Bill Jones's tenth reading seat runout gauge
    I had used several other runout gauges that I had bought or borrowed and I didn't like any of them---except Sunnen had one that was about $1000 that I sort of copied the design
-I built this thing myself and I've changed several things about it along the way.
-basically the pilot goes in the valve guide hole----then the part that is knurled installs with the knurled part at the top as shown in the assembled state--the top two photos.
-the 3rd photo shows there is a rounded head pin sticking down out of the bottom and back side of the aluminum of the dial indicator mount.
-This pin sits on top of the flat part of the knurled wheel---and this knurled wheel has an adjustment containing a teflon ball---the adjustment allows for different seat diameters---and the teflon ball rides on the seat.
-I chose teflon because if you used a steel ball and happened to drop that piece onto the seat it would leave a dent in the seat---and that was very easy to do.
-As you rotate the knurled piece the teflon rides around on the seat and if the seat is not concentric it will raise the knurled part up and down slightly---which in turn the rounded head pin lifts and drops the dial indicator and mount assembly
-This causes the needle on the dial indicator to move up and down out at the large gray plastic end I have attached to the dial indicator stem end.
-This large gray plastic end is needed because it rests on the face of the cylinder head and sometimes there is water holes there---so the plastic is like a big foot that will span most water holes I have come a crossed.
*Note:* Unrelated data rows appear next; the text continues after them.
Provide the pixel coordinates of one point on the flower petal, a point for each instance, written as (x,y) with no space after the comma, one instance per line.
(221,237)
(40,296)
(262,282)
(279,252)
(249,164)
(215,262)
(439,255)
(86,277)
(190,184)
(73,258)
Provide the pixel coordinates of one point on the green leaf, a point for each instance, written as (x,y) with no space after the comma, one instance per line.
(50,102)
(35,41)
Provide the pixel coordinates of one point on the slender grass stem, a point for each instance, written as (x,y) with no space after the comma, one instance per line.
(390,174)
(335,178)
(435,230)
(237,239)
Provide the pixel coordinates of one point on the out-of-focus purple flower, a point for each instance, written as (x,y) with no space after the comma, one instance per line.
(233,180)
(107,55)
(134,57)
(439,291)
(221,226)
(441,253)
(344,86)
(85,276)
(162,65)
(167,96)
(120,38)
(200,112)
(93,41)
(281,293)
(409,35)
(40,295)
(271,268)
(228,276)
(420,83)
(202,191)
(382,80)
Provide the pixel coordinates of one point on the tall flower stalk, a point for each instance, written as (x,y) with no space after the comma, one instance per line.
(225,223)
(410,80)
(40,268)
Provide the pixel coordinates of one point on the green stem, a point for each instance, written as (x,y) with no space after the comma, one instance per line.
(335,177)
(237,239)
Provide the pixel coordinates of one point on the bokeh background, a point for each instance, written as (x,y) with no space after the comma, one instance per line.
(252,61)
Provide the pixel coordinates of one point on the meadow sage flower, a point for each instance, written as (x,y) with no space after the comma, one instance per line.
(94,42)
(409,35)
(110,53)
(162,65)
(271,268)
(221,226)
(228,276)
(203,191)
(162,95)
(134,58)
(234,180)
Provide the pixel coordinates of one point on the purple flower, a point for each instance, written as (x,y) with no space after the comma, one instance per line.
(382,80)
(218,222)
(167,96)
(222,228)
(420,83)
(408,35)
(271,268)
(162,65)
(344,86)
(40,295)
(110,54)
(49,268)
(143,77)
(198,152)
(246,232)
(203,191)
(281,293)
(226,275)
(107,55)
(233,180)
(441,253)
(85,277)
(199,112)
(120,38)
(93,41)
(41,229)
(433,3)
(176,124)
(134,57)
    The adjustable feature where the teflon ball is installed----I have totally changed that to where I now use teflon cones where the cones are down and same angle as the seat---say a 45º.
-Then I machine about 350º of that cones edge back about .060" so that there is a very narrow width strip of teflon that rides on the 45º---and this is usually about 1/8" wide x 3/8" long so it can accomodate a small variety of seat diameters without needing any adjustment.
-Then I make up a series of these teflon pieces to suit the different size valve seats (and seat angles) I am working with.
    As far as price---it's probably worth more than the very best you could find on the market which is probably the Sunnen gauge that was valued at somewhere around $1000 about 16 years ago when I built the runout gauge.
-The dial indicator alone is something like $187---it reads in ten thousandths and has a .050" total range.
-the dial indicator mount was made out of aluminum and needs to be a fairly snug fit to the pilot shank---but I has a bolt sticking out the back that actually has a spring loaded ball bearing that keeps the pilot snug against the inside of the aluminum pieces guide pilot hole.
-I seriously doubt that I could be persuaded to build another ---even for $1000.
-I probably spent the better part of a week building the thing--and then have spent some time over the years--eventually changing the adjustable teflon ball section over to the teflon cones which is much quicker to use.
    The actual hardest part and the most critical part of this contraption is the knurled part that rotates.
-It has to be super hard where the rounded head pin sits ands rubs against that rotating piece.
-then this knurled piece has to be press fitted to a piece of 5/8" x 3/8" steel tubing---and I silver soldered these two pieces together.
-since I use Sioux pilots that are .385" diameter I had to precisely ream the hole and then hone it to a nice tight but a slip fit to fit my pilots---and that meant measuring every pilot I had and making sure they all would fit.
    Once I got the knurled piece and the tubing bored to perfect size I took a Sioux pilot and loctited the knurled piece to the pilot---then I chucked up the pilot using a tail stock on the one end for support---diai indicated and got the pilot runout perfect---then set up a die grinder on t/my lathes tool post and ground the top surface perfectly perpendicular and 90º flat to the shank.
-Then I warmed up the loctited pieces and disassembled them---ran a wire brush thru the bore hole to remove the residual loctite.